Alaska Natives
The Gwich’in: People Of The Caribou
Caribou from the Porcupine Herd, for which the Coastal Plain of the Arctic Refuge is critically-important habitat, is the key subsistence food resource for the Gwich’in Nation. There are about nine thousand Gwich’in people who live in fifteen small villages along the migration route of the Porcupine Caribou Herd in Northern Alaska and Canada. According to the oral history of their people, the Gwich’in have occupied this area for tens of thousands of years — since time immemorial.
The Porcupine caribou herd is central to the Gwich’in’s very existence, providing food, clothing and the central link to their traditional ways.

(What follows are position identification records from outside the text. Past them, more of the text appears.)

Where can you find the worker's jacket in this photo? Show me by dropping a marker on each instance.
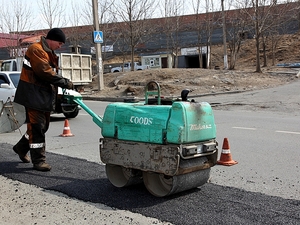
(37, 88)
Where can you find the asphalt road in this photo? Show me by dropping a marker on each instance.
(262, 189)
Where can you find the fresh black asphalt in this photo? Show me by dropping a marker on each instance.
(209, 204)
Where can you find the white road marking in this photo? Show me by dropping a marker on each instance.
(244, 128)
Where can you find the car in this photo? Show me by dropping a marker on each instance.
(9, 81)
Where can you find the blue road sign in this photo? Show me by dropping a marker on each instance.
(98, 37)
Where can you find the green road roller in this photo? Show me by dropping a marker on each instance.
(169, 144)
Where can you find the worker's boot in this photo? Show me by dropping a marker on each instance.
(38, 158)
(21, 148)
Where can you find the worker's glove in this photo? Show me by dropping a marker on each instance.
(70, 85)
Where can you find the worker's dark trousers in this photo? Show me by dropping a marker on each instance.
(37, 126)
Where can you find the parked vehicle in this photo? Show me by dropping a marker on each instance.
(127, 67)
(9, 81)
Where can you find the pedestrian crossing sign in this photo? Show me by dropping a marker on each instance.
(98, 37)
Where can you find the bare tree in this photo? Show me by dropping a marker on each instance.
(53, 12)
(172, 12)
(260, 13)
(15, 18)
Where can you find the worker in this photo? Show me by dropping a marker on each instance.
(37, 91)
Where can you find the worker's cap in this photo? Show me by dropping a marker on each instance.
(56, 34)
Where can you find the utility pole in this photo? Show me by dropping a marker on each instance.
(98, 47)
(224, 37)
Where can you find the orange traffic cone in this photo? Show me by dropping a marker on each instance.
(67, 130)
(225, 158)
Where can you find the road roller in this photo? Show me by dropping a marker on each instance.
(169, 144)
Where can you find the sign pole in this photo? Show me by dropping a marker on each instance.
(98, 47)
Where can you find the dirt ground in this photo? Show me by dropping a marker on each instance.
(205, 81)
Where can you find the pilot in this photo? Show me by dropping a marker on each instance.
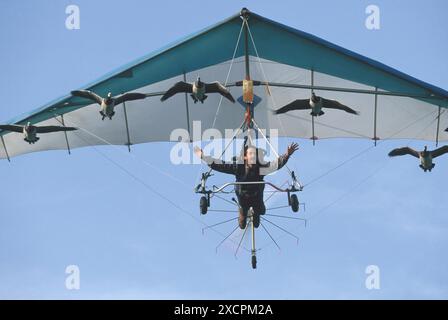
(252, 169)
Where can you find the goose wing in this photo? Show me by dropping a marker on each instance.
(88, 95)
(129, 97)
(301, 104)
(333, 104)
(216, 87)
(10, 127)
(178, 87)
(47, 129)
(438, 152)
(404, 151)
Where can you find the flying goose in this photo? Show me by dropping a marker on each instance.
(198, 90)
(108, 104)
(425, 156)
(315, 103)
(30, 132)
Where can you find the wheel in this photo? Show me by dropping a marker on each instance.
(203, 205)
(294, 203)
(254, 262)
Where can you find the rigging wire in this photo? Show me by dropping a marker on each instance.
(147, 186)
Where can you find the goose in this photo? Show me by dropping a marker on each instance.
(425, 156)
(315, 103)
(30, 132)
(198, 90)
(108, 104)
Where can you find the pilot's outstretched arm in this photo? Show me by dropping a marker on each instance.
(280, 162)
(216, 164)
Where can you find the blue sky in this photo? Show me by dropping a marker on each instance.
(57, 210)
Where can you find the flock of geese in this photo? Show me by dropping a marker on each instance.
(198, 91)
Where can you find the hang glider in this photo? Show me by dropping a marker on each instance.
(284, 64)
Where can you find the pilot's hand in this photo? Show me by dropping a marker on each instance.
(293, 147)
(198, 152)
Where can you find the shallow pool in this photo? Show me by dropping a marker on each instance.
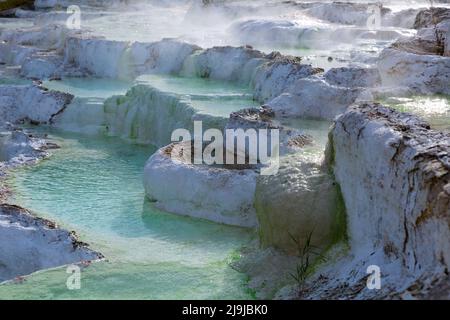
(94, 186)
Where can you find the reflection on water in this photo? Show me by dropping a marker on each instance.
(94, 186)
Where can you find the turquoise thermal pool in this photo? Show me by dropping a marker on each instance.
(94, 186)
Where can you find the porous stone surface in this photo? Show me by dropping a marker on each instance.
(30, 103)
(214, 193)
(394, 173)
(28, 244)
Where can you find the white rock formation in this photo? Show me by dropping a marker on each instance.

In fact, Gwich’in means “people of the caribou,” an apt name for indigenous peoples who so heavily rely on this majestic animal. Each spring they watch first the pregnant cows, and later the bulls and yearlings, leave their country for their northern migration to the Coastal Plain of the Arctic National Wildlife Refuge, the caribou birthing place and nursing grounds. The birthplace of the Porcupine River Caribou Herd is considered Sacred. The Gwich’in call it “Iizhik Gwats’an Gwandaii Goodlit” (The Sacred Place Where Life Begins).
Since the beginnings of the political battle over the biological heart of the Arctic National Wildlife Refuge, the Gwich’in people have spoke in a unified voice in opposition to drilling on the Coastal Plain. Because the Gwich’in’s culture is at stake in whether to protect or drill the Refuge, the choice is not just a defining environmental issue, but one of fundamental human rights as well.
The Inupiaq Eskimos
The Inupiaq Eskimos of Northern Alaska live in an area that stretches from the most Northwest region of the state, across the North Slope to the northern Canadian border and beyond. Their territory also includes most of the Brooks Range. The Inupiaq village of Kaktovik is located within the borders of the Arctic National Wildlife Refuge.
Today, as in the past, the food for the Inupiaq people is determined by the region and season of the year. Their diet is based largely on active subsistence hunting and traditional use of foods such as berries, salmon, moose, caribou, whale, walrus, seal, duck, and other marine mammals to provide substantial portions of the traditional diet. Subsistence whaling, a traditional activity dating back thousands of years, provides for a large part of the Inpuiaq diet and is an activity upon which much of the Inupiaq culture is based.
Impacts from the changing climate of the Arctic, expounded by increased oil and gas activity both on and off-shore, have caused many Alaska Natives who have traditionally been supportive of oil and gas development to band together in support of protecting critical areas like the Arctic Refuge and the Arctic Ocean from further development.